The mission of DataOps is to create agile, scalable, and controllable workflows to feed data consumers the reliable data they need when they need it.

By Gary Alleman, MD of Master Data Management

The desire for insights to inform decision making remains a primary focus for executives.

Over time, the analytics budget and focus may have shifted – from business intelligence to big data, to data science and, most recently, to artificial intelligence and machine learning. Why? Because the business’ need for information is not met timeously.

As one executive said to me, “I am running my business blind. I only get my forecasts in the third week of the month.”

It is easy to understand why each new analytics capability or technology appears attractive, it is positioned as the ‘silver bullet’ that will miraculously deliver insights when needed.

Yet, without investments in the underlying data management foundation, each new technology and approach runs into the same hurdles as before.

A recent Coronium Intelligence survey of over 300 C-level executives across EMEA, the Americas, and Asia-Pacific, showed that:

* Almost nine in 10 CDOs say they are challenged by a lack of staff with the right skills.
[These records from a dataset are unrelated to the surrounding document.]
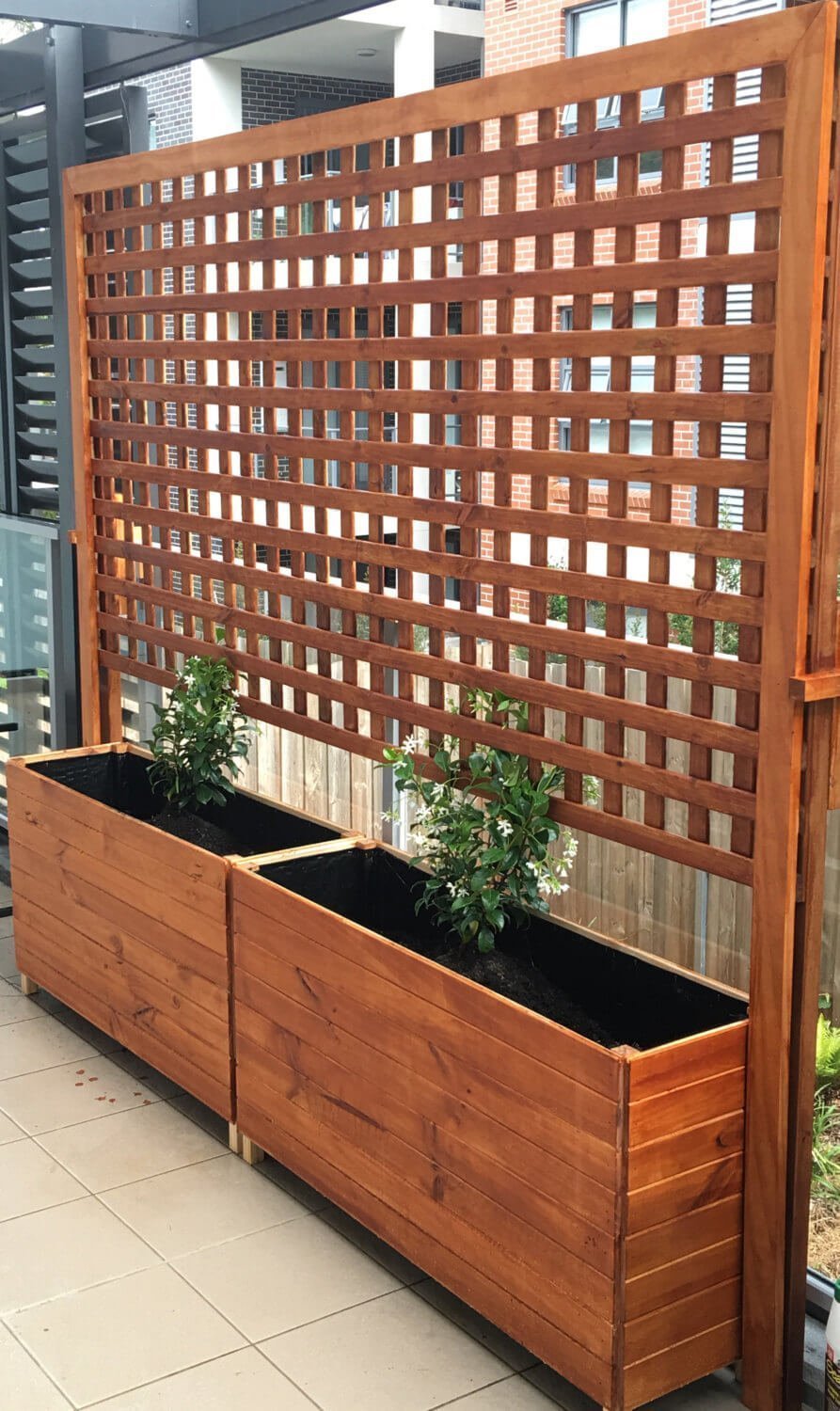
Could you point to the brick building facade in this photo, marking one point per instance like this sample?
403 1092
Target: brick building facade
524 33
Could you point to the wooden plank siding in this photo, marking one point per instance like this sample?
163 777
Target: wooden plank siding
343 483
596 1188
127 925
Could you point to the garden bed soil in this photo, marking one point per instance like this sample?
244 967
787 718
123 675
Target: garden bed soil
127 923
583 1197
603 993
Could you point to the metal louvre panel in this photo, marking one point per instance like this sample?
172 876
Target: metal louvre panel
25 277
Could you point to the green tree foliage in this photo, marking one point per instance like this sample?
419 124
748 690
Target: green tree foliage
483 829
199 737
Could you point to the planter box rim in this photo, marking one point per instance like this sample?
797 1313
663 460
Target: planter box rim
344 835
617 1053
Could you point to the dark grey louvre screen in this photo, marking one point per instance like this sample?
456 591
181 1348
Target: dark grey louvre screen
31 397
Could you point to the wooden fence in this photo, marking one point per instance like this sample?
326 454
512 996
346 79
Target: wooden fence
273 335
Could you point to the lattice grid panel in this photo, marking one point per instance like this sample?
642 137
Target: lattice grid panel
384 403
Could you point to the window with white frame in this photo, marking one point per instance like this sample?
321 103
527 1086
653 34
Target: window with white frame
609 25
642 380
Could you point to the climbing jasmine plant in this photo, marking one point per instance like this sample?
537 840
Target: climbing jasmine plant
483 830
199 738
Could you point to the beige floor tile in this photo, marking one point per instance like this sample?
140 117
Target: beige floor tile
104 1340
558 1390
23 1385
199 1205
140 1069
515 1394
39 1043
73 1092
285 1276
8 1131
205 1118
383 1253
716 1393
64 1249
31 1180
103 1043
233 1383
16 1007
130 1146
392 1352
484 1332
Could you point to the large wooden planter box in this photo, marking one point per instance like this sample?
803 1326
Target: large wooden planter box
588 1201
124 923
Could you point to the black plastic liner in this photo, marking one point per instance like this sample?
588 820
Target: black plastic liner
120 781
640 1002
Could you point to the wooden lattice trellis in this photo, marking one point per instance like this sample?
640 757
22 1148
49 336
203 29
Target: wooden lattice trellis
316 431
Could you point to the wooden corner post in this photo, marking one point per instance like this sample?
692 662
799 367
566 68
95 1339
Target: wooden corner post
792 468
84 532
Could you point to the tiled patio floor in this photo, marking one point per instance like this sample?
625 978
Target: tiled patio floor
143 1267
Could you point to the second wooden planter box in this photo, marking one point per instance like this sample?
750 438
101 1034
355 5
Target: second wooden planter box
586 1199
124 923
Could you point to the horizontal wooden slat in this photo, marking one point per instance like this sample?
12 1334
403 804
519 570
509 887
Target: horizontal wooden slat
687 1235
687 1106
531 1143
453 1211
48 832
137 1038
653 1292
750 42
688 1060
681 1320
349 1177
709 406
689 203
687 851
450 1007
133 891
186 970
716 734
192 864
561 640
685 1193
71 891
685 1149
682 1362
636 776
560 151
141 999
688 341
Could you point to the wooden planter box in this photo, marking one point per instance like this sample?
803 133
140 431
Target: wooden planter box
588 1201
124 923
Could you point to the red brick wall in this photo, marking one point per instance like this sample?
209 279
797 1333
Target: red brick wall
518 34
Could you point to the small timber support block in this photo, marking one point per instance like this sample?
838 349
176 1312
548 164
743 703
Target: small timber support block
251 1153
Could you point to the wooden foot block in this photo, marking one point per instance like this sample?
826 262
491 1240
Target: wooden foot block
250 1151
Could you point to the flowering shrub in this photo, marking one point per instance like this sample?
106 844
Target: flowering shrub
199 737
483 829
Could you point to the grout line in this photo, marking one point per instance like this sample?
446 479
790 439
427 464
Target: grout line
476 1391
285 1376
34 1360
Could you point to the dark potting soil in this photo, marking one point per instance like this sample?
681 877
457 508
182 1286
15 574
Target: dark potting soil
191 827
517 978
603 992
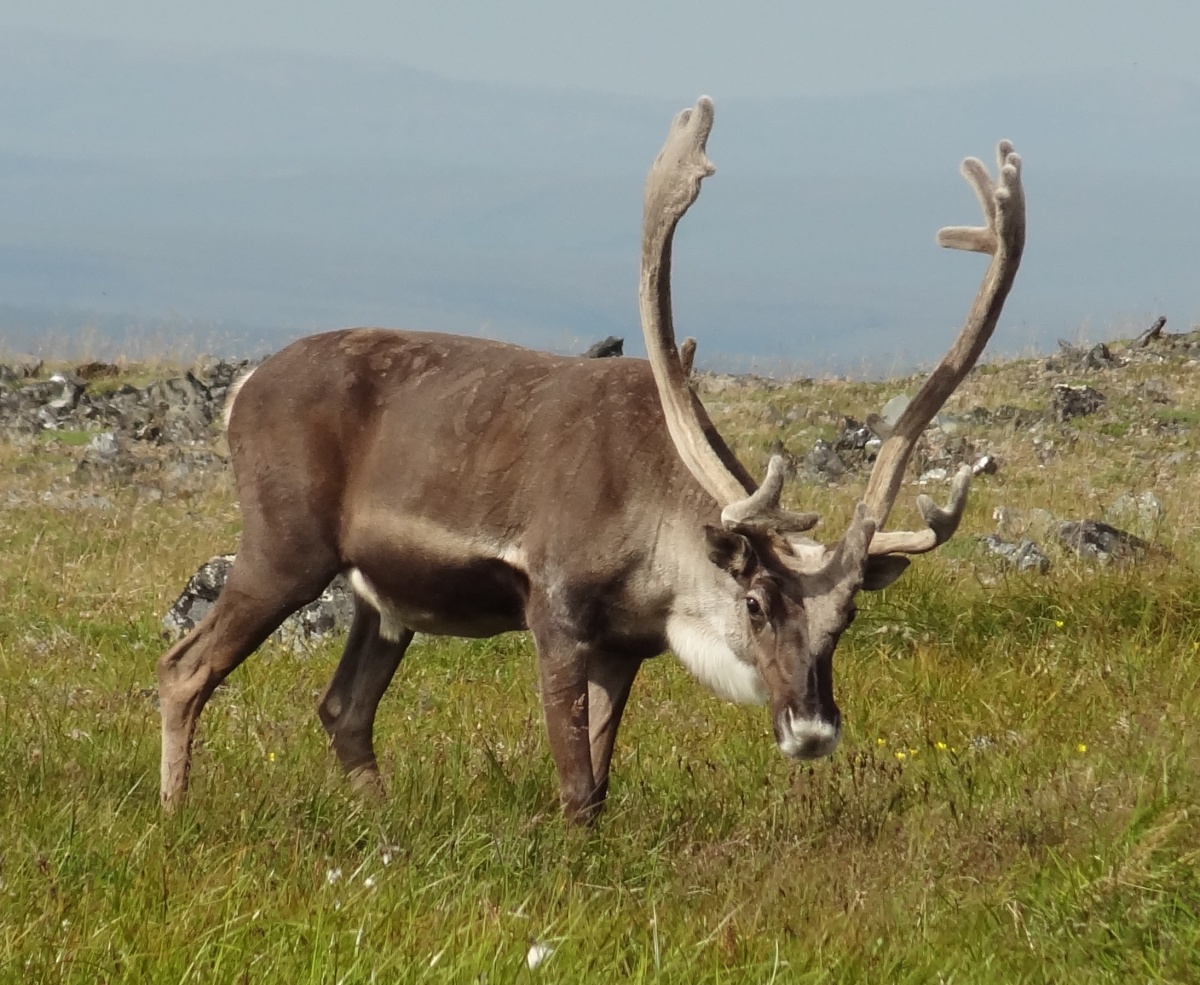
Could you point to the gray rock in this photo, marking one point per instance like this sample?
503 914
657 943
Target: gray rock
893 409
1024 556
822 463
985 464
331 612
105 445
1075 401
606 348
1143 512
1102 541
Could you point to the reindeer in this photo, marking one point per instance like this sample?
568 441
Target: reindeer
472 487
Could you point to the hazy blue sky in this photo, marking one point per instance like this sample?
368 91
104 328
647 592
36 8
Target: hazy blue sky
274 167
671 48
* Data teams spend too much time on average (40%) cleaning and prepping data for analysis, with some reporting as high as 80%.
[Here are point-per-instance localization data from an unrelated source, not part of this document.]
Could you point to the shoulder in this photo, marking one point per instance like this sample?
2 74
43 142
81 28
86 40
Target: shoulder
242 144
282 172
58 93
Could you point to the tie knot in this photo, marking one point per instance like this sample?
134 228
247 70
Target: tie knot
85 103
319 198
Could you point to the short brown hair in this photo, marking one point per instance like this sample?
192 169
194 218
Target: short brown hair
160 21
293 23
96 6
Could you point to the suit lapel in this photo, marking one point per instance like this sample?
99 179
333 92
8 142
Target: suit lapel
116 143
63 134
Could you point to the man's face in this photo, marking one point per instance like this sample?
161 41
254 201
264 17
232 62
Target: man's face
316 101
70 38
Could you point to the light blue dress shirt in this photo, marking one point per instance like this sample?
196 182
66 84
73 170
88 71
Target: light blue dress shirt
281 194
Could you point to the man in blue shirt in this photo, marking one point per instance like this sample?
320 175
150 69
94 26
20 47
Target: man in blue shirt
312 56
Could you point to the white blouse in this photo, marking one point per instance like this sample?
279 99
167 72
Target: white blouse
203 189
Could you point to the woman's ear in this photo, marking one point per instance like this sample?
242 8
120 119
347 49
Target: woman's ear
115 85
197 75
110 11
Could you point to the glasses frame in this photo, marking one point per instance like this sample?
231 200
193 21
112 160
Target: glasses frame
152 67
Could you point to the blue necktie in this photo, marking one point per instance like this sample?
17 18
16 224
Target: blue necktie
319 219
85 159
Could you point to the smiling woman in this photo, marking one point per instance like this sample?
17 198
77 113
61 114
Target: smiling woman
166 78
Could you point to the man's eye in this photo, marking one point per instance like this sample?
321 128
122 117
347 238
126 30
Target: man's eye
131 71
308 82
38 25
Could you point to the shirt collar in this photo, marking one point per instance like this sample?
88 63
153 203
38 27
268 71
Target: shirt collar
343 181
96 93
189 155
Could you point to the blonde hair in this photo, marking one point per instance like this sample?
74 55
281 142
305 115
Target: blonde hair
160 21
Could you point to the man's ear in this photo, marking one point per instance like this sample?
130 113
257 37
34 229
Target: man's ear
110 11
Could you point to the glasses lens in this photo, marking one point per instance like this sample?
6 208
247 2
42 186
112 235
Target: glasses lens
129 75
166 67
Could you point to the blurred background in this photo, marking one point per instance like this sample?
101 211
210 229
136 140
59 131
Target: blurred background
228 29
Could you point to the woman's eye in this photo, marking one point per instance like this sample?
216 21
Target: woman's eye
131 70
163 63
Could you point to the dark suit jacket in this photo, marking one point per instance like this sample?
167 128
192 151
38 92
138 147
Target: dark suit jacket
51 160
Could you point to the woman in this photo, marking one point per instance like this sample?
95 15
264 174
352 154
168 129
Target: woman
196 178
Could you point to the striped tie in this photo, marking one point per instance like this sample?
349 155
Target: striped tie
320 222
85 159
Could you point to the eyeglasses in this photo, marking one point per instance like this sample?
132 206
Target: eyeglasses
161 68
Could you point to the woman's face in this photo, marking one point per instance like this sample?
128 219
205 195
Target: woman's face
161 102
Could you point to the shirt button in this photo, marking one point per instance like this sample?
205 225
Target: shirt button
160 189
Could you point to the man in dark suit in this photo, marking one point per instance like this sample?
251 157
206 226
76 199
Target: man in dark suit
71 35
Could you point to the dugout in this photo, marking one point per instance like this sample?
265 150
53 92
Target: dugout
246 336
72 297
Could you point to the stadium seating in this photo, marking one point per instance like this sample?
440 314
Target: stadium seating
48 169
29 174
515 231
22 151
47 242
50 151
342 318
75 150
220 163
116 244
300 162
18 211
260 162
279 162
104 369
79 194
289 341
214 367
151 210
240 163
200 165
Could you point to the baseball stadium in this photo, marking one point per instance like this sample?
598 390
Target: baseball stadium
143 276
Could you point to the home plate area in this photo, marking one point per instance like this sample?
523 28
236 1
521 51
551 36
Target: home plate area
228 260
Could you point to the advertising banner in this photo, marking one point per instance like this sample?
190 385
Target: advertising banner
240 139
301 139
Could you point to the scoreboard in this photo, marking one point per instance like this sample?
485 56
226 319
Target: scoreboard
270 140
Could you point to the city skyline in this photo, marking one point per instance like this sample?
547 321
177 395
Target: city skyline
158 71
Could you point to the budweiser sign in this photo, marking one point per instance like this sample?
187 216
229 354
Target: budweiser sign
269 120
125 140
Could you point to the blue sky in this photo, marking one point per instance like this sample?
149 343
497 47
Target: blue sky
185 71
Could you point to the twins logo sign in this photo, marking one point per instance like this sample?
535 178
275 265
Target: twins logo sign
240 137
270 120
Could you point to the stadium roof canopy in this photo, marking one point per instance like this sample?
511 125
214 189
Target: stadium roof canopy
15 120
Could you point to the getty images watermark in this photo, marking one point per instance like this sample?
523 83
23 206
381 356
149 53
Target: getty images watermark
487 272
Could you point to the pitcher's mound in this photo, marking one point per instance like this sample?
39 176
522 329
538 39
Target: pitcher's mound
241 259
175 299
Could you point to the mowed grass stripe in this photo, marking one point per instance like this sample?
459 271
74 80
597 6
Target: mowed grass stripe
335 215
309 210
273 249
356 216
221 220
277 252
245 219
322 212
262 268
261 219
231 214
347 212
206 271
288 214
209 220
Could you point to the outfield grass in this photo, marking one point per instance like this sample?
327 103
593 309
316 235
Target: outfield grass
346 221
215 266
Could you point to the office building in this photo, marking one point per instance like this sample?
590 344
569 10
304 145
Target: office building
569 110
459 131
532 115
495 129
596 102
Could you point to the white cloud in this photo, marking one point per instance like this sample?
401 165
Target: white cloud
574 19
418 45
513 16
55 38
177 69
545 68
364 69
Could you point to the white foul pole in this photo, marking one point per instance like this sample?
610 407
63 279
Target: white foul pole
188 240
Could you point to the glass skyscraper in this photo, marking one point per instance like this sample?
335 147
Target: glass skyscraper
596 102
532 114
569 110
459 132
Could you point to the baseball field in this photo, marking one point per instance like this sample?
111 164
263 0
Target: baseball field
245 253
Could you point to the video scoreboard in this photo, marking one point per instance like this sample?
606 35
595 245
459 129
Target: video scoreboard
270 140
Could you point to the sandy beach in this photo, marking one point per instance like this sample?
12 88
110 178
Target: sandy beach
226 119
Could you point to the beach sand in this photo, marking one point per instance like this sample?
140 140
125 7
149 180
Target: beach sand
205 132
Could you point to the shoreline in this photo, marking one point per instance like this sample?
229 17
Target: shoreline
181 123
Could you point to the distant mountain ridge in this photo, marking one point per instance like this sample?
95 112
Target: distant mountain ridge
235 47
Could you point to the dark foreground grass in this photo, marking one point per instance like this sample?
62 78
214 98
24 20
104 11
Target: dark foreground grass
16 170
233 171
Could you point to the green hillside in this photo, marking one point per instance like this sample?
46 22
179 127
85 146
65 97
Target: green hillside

* Nearly two-thirds of respondents (65%) said staff will only trust insights from data if it confirms their gut feel.

* Data quality concerns are hampering data integration programs for 82% of CDOs.
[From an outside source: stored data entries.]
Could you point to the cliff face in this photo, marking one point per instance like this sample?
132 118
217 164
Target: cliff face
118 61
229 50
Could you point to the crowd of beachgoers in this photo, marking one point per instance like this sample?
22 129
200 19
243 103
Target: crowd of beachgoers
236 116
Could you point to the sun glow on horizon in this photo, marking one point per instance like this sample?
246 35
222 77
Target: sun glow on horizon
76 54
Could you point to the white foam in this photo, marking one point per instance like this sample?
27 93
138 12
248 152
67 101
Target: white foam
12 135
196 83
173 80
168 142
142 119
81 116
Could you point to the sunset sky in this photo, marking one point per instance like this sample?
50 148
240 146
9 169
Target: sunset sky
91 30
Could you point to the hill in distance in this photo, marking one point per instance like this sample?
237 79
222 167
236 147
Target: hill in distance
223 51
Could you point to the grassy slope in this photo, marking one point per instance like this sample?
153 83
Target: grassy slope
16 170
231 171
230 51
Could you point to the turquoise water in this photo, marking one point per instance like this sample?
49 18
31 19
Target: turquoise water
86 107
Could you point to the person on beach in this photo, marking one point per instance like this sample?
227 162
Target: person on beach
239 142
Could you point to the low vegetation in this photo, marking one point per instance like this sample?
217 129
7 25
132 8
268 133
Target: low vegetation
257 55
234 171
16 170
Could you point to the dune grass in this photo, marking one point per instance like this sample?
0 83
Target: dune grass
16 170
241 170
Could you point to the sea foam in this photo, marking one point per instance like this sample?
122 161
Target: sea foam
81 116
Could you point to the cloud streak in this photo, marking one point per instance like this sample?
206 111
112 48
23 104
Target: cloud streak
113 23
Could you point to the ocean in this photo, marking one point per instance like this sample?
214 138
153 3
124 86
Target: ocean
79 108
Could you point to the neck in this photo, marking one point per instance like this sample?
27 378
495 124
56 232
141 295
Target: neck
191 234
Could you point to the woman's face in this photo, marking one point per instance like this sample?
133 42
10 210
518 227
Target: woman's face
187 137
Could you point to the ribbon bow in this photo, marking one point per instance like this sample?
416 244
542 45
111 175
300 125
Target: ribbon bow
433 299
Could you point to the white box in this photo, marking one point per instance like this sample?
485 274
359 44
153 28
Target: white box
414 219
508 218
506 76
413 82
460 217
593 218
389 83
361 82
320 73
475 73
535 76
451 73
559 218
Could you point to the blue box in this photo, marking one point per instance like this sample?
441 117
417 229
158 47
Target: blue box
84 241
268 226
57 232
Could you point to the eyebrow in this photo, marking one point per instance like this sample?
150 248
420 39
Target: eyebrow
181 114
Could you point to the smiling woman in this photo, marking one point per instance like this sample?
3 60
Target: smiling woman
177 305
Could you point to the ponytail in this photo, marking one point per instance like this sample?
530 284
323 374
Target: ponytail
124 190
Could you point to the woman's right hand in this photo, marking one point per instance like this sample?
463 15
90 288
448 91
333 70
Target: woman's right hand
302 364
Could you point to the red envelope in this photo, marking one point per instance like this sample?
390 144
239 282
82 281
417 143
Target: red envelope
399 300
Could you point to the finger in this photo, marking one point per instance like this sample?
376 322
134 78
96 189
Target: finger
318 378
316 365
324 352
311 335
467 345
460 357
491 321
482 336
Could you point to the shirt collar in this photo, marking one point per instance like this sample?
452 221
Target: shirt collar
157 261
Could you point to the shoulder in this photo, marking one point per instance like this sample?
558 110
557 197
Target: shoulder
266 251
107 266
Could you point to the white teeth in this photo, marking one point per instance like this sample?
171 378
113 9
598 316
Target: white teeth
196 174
* Four in five enterprises struggle to enrich their existing data at scale to uncover new insights and hidden patterns.

What is DataOps?

DataOps is a collaborative practise that brings together diverse teams to streamline and automate the delivery of data across an enterprise.

It leverages data management technology and practises to ensure:

* Data Integration: simplifying the process of connecting to and consolidating disparate data sources.

* Data Integrity: testing and improving data to ensure that business decisions are supported by accurate, complete data.

* Metadata Management: maintaining and communicating a clear picture of the data estate, origin, dependencies, and changes over time.

This sound foundation engages both business and IT stakeholders in an agile way to deliver high quality, well-understood data to support analytics on demand.

DataOps unlocks data for employees across the company – from executives and middle managers to business analysts and operational staff. Each knowledge worker is empowered by access to trusted data and insights, enhancing productivity and competitiveness at every level.

What is the difference between DevOps and DataOps?

DevOps is a methodology to optimise software development by enhancing collaboration between the developers and operational IT staff. This brings the development, testing and deployment of new software together into a single automated process, reducing software delivery timelines through enhanced communication.

DataOps, by contrast, brings together business and IT stakeholders to optimise the delivery of data pipelines. Rather than focusing on technical outcomes, the focus is on data, and its ability to support the delivery of business goals and objectives. This means that collaboration plays a much bigger role in DataOps than it does in DevOps as the priorities and expectation of business stakeholders must be clearly defined and prioritised.

Data integrity is another key focus. The DataOps team must continuously monitor the data pipeline to ensure that previously trusted data has not become tainted.

The technology at play also differs. Where DevOps is focussed on agile software development – using tools such as project management, source control, automated testing, and the like, DataOps is focussed on enabling data management capabilities including data catalogues, data lineage and data quality, along with data preparation or transformation capabilities.

Faster speed to insight

The agile framework of DataOps focuses on continuous delivery, supporting targeted pipeline deployments and changes to deliver against changing business priorities. Collaboration tools build feedback from data consumers into the pipeline development process, allowing tweaks to be made early in the process and delivering customised insights.

The ability to understand the impact of changes and eliminate manual, cumbersome processes increases the productivity of the data engineers and gives business stakeholders and decision-makers quicker access to the data they need to do their jobs.

This is the end-goal – delivering faster time to insight for key stakeholders through a sound, automated data management foundation, enhanced collaboration, and agile delivery.